Efficacy, Safety and Tolerability of Pioglitazone-Azilsartan in Subjects With Type 2 Diabetes Mellitus

This study has been terminated.

(Combination formulation concerns)

Sponsor:

Information provided by:

Takeda Global Research & Development Center, Inc.

ClinicalTrials.gov Identifier:

NCT00376181

First received: September 12, 2006

Last updated: June 17, 2010

Last verified: June 2010

History of Changes

Tracking Information

First Received Date ^ICMJE

September 12, 2006

Last Updated Date

June 17, 2010

Start Date ^ICMJE

June 2006

Primary Completion Date

May 2007 (final data collection date for primary outcome measure)

Current Primary Outcome Measures ^ICMJE

Change from Baseline in Glycosylated Hemoglobin. [ Time Frame: Baseline and Week 24 ] [ Designated as safety issue: No ]

The change between the value of Glycosylated Hemoglobin (the concentration of glucose bound to hemoglobin as a percent of the absolute maximum that can be bound) collected at week 24 or including final visit, and Glycosylated Hemoglobin collected at baseline.

Original Primary Outcome Measures ^ICMJE

A1C

Change History

Complete list of historical versions of study NCT00376181 on ClinicalTrials.gov Archive Site

Current Secondary Outcome Measures ^ICMJE

Change from Baseline in Diastolic Blood Pressure [ Time Frame: Baseline and Weeks 4, 8, 12, 16, 20, and 24. ] [ Designated as safety issue: No ]
The change between Diastolic Blood Pressure measured at each week indicated including final visit and Diastolic Blood Pressure measured at baseline.
Change from Baseline in Systolic Blood Pressure [ Time Frame: Baseline and Weeks 4, 8, 12, 16, 20, and 24 ] [ Designated as safety issue: No ]
The change between Systolic Blood Pressure measured at each week indicated including final visit and Systolic Blood Pressure measured at baseline.

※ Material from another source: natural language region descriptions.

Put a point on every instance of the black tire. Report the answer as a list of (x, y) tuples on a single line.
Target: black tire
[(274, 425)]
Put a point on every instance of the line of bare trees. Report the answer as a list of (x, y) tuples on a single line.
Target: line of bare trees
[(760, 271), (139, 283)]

Original Secondary Outcome Measures ^ICMJE

Not Provided

Current Other Outcome Measures ^ICMJE

Not Provided

Original Other Outcome Measures ^ICMJE

Not Provided

Descriptive Information

Brief Title ^ICMJE

Efficacy, Safety and Tolerability of Pioglitazone-Azilsartan in Subjects With Type 2 Diabetes Mellitus

Official Title ^ICMJE

A Phase 3 Double-Blind, Randomized, Placebo-Controlled Study to Determine the Efficacy, Safety, and Tolerability of AD-4833-536 in the Treatment of Subjects With Type 2 Diabetes

Brief Summary

The purpose of this study is to evaluate the efficacy and safety of pioglitazone-azilsartan, once daily (QD), in subjects with type 2 diabetes mellitus with poor glycemic control.

Detailed Description

Type 2 diabetes is a chronic disease. In the United States, an estimated 21 million people have diabetes, with type 2 diabetes occurring in 90% to 95% of cases. Hypertension (high blood pressure) affects approximately 50 million individuals in the United States. The association of diabetes and hypertension is increased in this population; hypertension is more common in persons with diabetes while individuals with hypertension are 2.5 times more likely to develop diabetes than those who have normal blood pressure. As a result, more than 70% of adults with diabetes have hypertension (defined as having blood pressure greater than or equal to 130/80 mm Hg or using prescription medication for hypertension).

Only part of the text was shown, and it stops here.